「・・・・くそう。よりによって、一番の心配性に・・・」

 呟いて、メールを返す。

『大丈夫、もう片付いた。婚約者とも仲直りしたし。弘美の仕事の調子はどお?ちゃんと食べてるんでしょうね?』

 そして楠本にも返信。

『こら、てめえ!弘美に言ったでしょ!?あの子が一番心配性なの判ってるんでしょうが!ストーカーはもうすぐ片付ける。あんたはこっちに構わず仕事と彼女の事だけ考えてなさい』

 まったく・・・と思ってもう一通をあけると、桑谷さんからで、お茶を噴出すかと思った。

『俺の部屋が火事らしい。呼び出しがあったから仕事は抜ける。いつまでかかるか判らない。
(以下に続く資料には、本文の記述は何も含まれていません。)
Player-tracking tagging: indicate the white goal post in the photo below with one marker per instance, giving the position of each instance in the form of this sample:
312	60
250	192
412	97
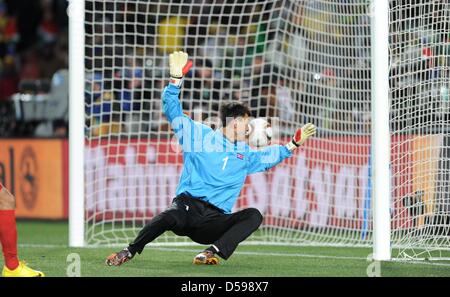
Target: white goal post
373	76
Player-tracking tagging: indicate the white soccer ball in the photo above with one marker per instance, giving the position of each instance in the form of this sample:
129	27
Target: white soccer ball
260	132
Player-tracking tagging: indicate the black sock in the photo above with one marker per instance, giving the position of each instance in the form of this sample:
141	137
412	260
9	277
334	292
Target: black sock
212	250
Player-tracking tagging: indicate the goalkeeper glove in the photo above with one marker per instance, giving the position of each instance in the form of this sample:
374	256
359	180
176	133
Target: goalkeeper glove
179	66
300	136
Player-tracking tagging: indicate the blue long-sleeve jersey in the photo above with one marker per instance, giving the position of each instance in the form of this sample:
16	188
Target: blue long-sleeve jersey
214	169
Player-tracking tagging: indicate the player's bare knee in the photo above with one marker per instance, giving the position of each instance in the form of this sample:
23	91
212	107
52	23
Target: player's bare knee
7	200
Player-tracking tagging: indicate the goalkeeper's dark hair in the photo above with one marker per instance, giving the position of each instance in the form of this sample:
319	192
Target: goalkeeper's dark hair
233	109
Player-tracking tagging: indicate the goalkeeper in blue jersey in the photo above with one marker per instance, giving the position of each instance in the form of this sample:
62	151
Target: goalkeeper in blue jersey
216	163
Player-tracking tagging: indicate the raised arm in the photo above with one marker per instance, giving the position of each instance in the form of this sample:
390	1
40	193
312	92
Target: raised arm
179	65
272	155
188	132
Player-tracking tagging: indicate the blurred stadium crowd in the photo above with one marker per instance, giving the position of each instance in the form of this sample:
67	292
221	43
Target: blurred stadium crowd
296	60
33	68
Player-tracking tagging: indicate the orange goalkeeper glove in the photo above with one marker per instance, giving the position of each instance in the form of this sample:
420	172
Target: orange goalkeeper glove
179	65
301	135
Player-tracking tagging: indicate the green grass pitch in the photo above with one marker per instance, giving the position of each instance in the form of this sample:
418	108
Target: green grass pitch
44	246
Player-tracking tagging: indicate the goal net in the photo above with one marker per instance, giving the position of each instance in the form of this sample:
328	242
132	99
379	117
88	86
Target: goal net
292	62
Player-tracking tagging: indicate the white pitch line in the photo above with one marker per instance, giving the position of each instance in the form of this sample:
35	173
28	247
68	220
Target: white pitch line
299	255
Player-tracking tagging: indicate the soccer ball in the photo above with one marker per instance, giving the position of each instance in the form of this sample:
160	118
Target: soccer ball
260	132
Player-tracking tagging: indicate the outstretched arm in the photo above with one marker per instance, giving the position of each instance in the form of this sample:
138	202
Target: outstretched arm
179	66
272	155
188	132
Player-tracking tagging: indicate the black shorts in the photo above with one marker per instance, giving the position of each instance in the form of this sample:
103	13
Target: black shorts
201	221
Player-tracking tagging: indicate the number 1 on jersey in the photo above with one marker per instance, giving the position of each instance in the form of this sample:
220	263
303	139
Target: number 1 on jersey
225	160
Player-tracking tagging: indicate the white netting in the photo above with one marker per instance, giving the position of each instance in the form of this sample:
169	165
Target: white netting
294	61
420	56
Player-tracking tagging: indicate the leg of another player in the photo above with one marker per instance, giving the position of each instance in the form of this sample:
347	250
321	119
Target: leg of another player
8	237
239	226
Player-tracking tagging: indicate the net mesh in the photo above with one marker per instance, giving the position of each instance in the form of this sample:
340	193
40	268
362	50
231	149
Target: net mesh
293	62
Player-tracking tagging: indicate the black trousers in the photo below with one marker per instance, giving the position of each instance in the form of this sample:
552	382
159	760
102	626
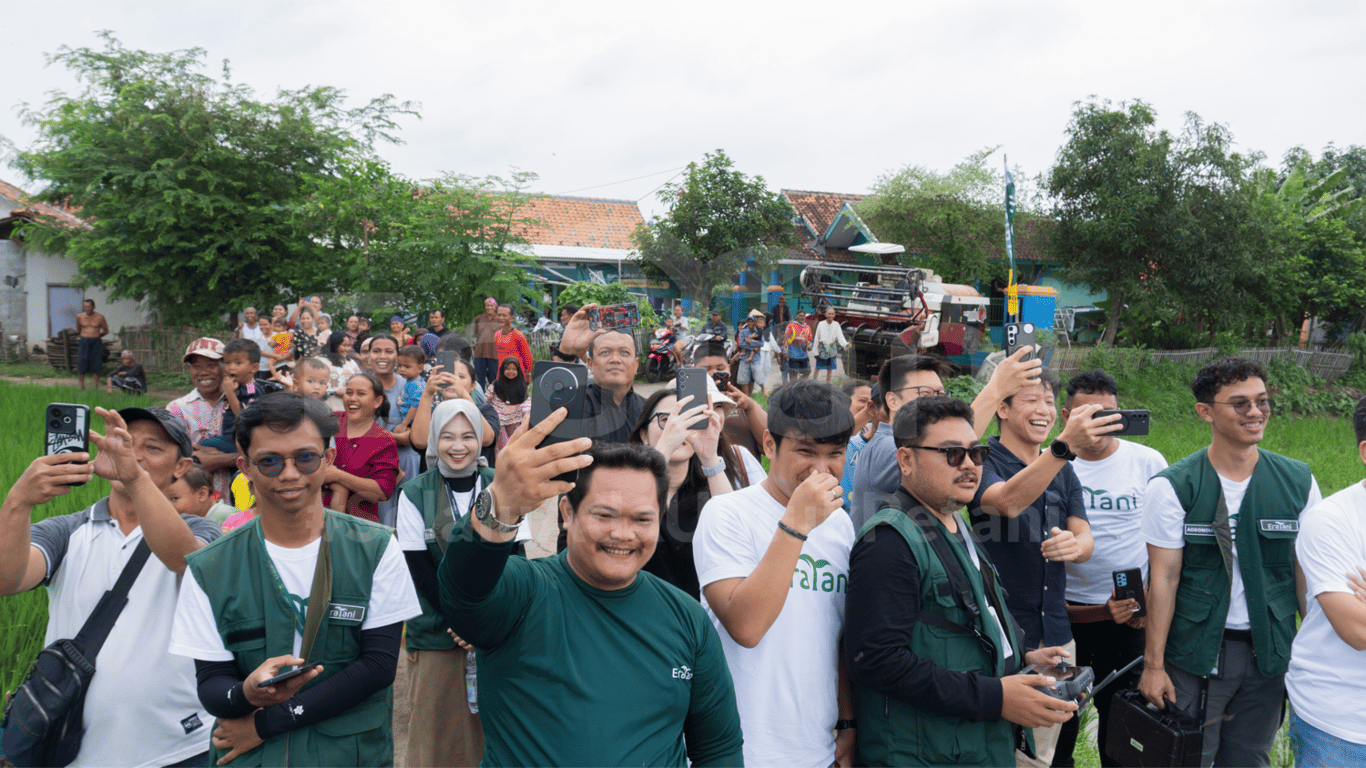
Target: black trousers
1104	647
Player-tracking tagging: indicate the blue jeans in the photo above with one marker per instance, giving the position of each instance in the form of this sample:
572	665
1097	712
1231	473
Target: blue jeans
1314	748
485	371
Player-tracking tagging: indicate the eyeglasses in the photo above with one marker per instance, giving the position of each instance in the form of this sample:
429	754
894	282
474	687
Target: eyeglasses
954	455
272	465
1242	405
925	392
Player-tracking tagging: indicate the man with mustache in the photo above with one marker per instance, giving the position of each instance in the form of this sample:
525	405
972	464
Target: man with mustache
929	644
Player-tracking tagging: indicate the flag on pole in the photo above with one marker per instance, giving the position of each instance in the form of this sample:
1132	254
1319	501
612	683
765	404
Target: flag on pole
1011	289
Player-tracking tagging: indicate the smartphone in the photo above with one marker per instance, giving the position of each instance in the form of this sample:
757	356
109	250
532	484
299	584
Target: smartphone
288	675
68	431
1131	421
560	386
447	360
1128	585
693	381
1019	335
614	316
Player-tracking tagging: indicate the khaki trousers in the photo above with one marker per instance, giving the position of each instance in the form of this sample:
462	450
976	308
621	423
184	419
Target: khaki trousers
441	729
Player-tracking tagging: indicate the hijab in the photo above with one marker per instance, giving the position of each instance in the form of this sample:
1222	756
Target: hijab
440	417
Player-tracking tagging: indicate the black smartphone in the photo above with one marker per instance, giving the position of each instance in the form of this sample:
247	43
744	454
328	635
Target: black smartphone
614	316
693	381
288	675
447	360
1131	421
560	386
68	431
1128	585
1019	335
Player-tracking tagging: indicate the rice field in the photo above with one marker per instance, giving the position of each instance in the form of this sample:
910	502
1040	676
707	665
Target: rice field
23	618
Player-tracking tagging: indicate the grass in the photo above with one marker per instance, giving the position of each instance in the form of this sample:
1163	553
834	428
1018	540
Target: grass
23	618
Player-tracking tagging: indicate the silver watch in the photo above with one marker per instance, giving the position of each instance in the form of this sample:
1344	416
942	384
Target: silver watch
486	514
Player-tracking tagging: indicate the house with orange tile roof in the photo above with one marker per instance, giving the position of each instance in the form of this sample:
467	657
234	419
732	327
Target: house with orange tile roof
37	293
588	239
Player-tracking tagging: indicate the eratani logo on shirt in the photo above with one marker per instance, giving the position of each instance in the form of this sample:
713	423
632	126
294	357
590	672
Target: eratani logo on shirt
340	612
1280	526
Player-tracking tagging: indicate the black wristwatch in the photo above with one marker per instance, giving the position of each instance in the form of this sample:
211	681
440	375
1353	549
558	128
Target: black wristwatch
485	513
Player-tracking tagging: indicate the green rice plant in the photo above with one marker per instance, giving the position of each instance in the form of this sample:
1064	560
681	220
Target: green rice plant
23	618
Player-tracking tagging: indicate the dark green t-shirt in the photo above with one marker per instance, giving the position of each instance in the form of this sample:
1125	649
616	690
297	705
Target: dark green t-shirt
574	675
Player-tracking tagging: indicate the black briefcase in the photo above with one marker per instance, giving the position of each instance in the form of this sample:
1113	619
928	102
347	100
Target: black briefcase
1142	735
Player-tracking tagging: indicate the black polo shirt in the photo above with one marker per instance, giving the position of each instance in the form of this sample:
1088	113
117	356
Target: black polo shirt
1036	588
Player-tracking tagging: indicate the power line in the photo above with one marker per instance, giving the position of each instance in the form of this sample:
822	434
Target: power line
624	181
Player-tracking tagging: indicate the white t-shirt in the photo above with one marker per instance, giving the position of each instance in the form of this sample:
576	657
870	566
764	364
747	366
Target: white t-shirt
1112	491
786	686
1164	525
392	599
413	532
1327	677
127	723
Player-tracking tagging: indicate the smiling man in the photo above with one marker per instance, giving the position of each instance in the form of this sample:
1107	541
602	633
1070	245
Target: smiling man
252	607
772	560
585	659
929	641
1224	584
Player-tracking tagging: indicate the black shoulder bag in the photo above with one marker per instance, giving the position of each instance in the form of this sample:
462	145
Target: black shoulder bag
43	720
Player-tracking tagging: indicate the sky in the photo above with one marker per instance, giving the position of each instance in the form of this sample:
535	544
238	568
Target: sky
614	99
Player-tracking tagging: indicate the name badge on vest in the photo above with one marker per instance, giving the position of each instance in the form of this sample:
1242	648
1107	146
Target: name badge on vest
342	612
1280	526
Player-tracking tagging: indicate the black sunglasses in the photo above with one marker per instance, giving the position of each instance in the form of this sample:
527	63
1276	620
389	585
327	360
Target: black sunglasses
955	454
272	465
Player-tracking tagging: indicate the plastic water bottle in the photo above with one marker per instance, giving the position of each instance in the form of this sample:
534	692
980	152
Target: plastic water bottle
471	682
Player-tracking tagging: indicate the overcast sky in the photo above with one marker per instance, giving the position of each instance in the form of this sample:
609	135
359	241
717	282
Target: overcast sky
813	96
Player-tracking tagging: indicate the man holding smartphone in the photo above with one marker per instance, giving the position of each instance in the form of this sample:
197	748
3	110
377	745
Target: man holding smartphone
252	607
1113	474
140	708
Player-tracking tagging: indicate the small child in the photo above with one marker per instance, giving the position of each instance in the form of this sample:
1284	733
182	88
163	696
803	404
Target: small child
241	360
191	494
410	368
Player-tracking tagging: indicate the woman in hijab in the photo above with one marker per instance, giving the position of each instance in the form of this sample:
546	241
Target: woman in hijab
443	730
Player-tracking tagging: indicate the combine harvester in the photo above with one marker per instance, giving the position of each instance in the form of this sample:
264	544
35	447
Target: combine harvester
895	310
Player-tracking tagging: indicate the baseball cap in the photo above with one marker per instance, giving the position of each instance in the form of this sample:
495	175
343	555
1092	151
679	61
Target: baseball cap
204	346
174	425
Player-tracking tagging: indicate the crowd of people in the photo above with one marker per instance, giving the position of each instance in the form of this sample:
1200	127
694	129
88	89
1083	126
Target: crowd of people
874	592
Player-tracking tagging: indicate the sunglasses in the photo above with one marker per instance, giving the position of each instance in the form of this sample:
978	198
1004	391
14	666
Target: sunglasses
272	465
955	454
1242	405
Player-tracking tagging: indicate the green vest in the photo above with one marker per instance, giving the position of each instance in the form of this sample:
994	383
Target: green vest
1268	522
257	622
898	733
428	492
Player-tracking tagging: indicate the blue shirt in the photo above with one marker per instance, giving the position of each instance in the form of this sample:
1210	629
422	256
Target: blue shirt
1036	588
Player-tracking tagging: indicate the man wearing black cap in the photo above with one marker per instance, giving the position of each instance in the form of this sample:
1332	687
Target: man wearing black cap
141	705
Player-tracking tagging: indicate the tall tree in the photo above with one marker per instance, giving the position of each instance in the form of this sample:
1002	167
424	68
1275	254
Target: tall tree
951	222
191	183
1116	198
717	220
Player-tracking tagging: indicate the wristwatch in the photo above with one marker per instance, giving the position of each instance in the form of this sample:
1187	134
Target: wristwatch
1062	450
485	513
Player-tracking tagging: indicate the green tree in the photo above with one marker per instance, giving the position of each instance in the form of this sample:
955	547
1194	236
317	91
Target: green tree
717	220
951	223
414	246
1115	193
191	183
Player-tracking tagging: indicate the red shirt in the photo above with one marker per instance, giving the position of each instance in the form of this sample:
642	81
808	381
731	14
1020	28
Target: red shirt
514	343
373	455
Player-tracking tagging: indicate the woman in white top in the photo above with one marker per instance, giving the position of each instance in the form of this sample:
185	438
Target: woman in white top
829	340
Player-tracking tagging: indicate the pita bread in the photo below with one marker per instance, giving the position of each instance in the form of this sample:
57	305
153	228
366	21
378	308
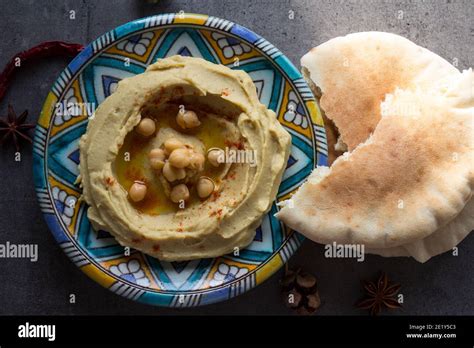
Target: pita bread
410	178
355	72
442	240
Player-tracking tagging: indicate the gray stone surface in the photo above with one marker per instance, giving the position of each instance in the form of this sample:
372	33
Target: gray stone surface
444	285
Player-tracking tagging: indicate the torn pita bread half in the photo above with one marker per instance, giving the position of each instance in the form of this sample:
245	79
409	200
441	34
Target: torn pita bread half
355	72
442	240
410	178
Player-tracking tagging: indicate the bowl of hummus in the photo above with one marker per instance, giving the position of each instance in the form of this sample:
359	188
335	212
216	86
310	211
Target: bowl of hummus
162	151
182	162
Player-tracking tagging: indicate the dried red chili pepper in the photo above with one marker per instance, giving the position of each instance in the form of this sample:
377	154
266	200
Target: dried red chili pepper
45	49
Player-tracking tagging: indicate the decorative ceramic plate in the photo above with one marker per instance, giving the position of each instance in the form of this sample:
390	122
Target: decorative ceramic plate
91	77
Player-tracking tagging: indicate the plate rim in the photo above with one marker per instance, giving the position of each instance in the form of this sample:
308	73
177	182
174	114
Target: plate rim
40	174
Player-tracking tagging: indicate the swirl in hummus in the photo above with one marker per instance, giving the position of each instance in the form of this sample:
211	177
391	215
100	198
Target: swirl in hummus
114	157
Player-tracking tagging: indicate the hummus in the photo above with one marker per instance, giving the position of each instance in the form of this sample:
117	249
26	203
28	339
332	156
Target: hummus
113	157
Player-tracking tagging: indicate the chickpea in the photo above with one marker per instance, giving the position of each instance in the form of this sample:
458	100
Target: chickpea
187	119
172	144
157	158
205	186
196	161
179	193
137	191
172	174
146	127
214	155
180	158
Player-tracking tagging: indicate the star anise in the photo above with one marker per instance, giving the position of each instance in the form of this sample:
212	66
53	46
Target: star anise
14	128
379	295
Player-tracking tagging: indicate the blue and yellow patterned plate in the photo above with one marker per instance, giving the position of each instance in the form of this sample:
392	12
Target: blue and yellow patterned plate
91	77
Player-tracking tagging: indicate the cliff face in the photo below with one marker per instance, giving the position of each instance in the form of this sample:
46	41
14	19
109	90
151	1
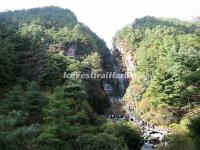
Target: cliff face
122	63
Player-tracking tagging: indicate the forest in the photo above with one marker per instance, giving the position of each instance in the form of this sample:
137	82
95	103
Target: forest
166	85
41	110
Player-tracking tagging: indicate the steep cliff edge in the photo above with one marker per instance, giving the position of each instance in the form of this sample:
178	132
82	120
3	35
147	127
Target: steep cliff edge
160	55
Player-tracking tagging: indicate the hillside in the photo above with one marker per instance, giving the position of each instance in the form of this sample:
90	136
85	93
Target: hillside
164	57
40	109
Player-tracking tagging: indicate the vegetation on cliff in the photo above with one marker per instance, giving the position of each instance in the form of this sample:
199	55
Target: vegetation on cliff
39	108
165	89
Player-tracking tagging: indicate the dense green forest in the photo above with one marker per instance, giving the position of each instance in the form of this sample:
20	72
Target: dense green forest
40	110
165	89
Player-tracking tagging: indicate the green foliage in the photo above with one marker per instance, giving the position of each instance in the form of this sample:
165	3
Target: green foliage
20	116
166	54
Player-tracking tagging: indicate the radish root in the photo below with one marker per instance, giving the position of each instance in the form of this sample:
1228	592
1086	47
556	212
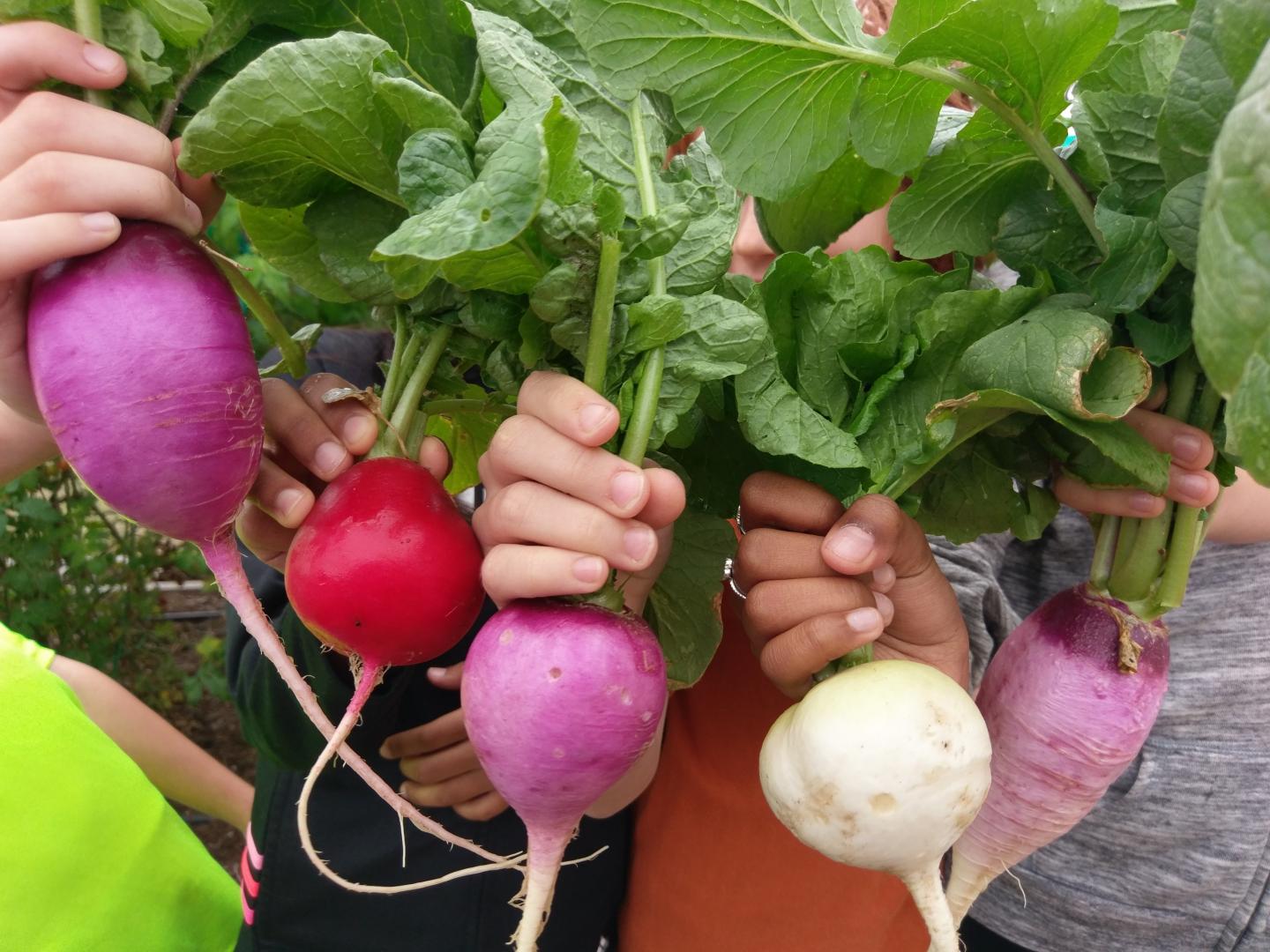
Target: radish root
222	559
また連絡する』

 ――――――――火事!?

 ・・・・あの、ほぼコンクリート一色といっていい火の気のない部屋が?

 前の席に座った社員さんが固まったままの私を怪訝そうに見たのが判ったので、とにかく、とお弁当を食べ始めた。

 でも味がわからなかった。

 ・・・・火事??

 呆然としたまま何とかお弁当は食べ終わる。そこで、ハッと気付いた。

 ・・・・桑谷さんは帰った。私は、今夜、一人で帰るんだ。



 早番だったから、6時には売り場を出た。

 店員通用門で、うーん、と悩む。

 まだ桑谷さんからの連絡はないけど・・・いつまでもここに居ても仕方ないしな・・・。風も冷たい。・・・うううーん・・・。

 よし、と息をついた。帰ろう。そして、彼からのメールを待とう。

 決めて、歩き出す。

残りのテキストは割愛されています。